By Katie Lange
Defense Media Activity
Some of the most vital members of the military aren’t those you see on the frontlines, but the ones who stand quietly in the background.
These silent warriors include the members of the Chaplain Corps – the men and women tasked with making sure all service members have spiritual, moral and ethical guidance when they need it. Chaplains serve at all levels and represent many faith groups. They deploy and train with everyone else. And while the chaplains – commissioned ordained clergy – are noncombatants, their enlisted assistants can fight in battle to protect them.
These men and women are bonded to their fellow soldiers. One of the most famous examples of that commitment occurred on Feb. 3, 1943 – a day now known as “Four Chaplains Day.” Here’s why:
The Story of the Dorchester
It was a frigid night in the North Atlantic as the Army transport ship SS Dorchester made its way from the Canadian coast to Greenland – a crucial pit stop for new American aircraft on their way to the fighting in Europe. The ship was packed to capacity with 902 U.S. service members, merchant seamen and civilians ready to work at the U.S. base there.
They were only about 150 miles from their destination when disaster struck.
Shortly after midnight, a German U-boat spotted the converted luxury liner and fired a torpedo, blasting into the ship’s side. Many were killed immediately, while hundreds of others were left in chaos. Many fumbled around in the dark compartments of the ship, trying to find a way out. Some were still in their pajamas, and many didn’t have the wherewithal to grab life jackets needed to abandon ship.
Calm From Chaos
Amid all the panic, four men began to spread calm. They were Army chaplains Lt. George Fox, a Methodist; Lt. Alexander Goode, a rabbi; Lt. John Washington, a Roman Catholic priest; and Lt. Clark Poling, a Dutch reform minister.
The chaplains tended to the soldiers’ wounds, helped them toward life boats and distributed life jackets, even giving up their own when the supply ran out. Surviving soldiers said they were amazed because the recipients’ faith didn’t matter to the chaplains – they gave without discrimination in a world that was seemingly filled with it.
According to testimony from Navy Petty Officer John J. Mahoney, who had tried to go back to his room to retrieve his gloves in the frigid cold, a calm voice asked him where he was going. When Mahoney said what he was doing, Rabbi Goode handed him a pair of gloves. When Mahoney refused, the rabbi brushed his objection off: “I have two pairs,” Goode said.
Before boarding the ship in January, Poling asked his father to pray for him: “Not for my safe return, that wouldn’t be fair. Just pray that I shall do my duty … never be a coward … and have the strength, courage and understanding of men. Just pray that I shall be adequate.”
All four chaplains were last seen with linked arms, bracing against the slanted deck, offering prayers and singing hymns.
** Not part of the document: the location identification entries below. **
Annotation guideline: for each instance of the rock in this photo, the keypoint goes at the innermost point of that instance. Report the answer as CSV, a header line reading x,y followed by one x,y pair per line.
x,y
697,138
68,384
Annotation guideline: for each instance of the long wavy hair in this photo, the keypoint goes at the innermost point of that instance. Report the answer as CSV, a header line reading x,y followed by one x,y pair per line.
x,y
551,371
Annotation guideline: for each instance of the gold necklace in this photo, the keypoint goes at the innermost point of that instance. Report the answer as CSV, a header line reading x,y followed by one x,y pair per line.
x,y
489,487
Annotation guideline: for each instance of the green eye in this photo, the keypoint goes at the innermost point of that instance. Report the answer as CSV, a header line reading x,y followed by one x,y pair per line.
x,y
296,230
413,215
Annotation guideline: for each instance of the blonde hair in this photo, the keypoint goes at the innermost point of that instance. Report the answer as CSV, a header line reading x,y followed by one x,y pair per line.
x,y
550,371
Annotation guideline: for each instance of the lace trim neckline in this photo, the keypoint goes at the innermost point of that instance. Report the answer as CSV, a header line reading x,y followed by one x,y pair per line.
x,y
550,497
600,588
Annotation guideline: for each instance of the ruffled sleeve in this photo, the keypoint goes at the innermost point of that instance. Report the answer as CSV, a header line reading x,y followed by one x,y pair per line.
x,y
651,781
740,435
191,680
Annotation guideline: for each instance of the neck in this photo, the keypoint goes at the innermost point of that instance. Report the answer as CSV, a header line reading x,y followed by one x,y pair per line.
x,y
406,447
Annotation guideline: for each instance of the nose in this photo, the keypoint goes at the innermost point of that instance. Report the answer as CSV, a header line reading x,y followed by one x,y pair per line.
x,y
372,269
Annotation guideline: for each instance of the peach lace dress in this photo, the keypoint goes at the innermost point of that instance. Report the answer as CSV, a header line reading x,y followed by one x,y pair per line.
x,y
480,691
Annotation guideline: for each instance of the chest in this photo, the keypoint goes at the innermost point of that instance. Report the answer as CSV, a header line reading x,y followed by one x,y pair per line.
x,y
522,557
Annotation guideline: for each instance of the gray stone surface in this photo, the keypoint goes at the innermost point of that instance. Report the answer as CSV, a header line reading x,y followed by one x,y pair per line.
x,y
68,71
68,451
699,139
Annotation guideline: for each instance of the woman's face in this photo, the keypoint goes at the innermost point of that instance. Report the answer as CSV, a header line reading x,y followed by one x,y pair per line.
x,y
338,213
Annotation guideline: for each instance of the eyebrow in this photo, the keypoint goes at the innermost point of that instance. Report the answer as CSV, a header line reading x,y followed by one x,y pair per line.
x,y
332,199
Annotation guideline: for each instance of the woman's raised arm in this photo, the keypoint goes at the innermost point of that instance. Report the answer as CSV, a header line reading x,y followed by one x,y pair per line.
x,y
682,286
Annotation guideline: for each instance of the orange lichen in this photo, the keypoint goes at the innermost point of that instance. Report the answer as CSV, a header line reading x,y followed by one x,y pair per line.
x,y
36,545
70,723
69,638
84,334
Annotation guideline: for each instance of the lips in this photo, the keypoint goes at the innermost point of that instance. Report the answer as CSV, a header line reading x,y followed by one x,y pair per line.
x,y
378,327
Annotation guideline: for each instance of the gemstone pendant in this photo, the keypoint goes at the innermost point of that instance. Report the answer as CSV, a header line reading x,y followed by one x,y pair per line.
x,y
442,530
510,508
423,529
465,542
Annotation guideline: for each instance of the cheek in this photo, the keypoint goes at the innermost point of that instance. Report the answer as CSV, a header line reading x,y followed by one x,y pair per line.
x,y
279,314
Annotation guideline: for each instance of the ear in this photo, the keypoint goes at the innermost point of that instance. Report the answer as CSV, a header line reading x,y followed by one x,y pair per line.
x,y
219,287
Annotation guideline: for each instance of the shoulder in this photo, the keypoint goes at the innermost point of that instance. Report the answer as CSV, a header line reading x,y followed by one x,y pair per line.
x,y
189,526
They were four of the more than 670 men who died in the attack.
After their deaths, the chaplains were awarded the Distinguished Service Cross and Purple Heart. They weren’t eligible for the Medal of Honor since heroism is required to be performed “under fire” for consideration. Instead, a special medal for heroism, called the Four Chaplains’ Medal, was authorized by Congress and presented to the chaplains’ next of kin on Jan. 18, 1961.
It’s said that they were the first and last given of their kind.
In 1988, Congress established Four Chaplains Day. So on Feb. 3, let’s remember these men and all of the chaplains who do important work that often goes unseen.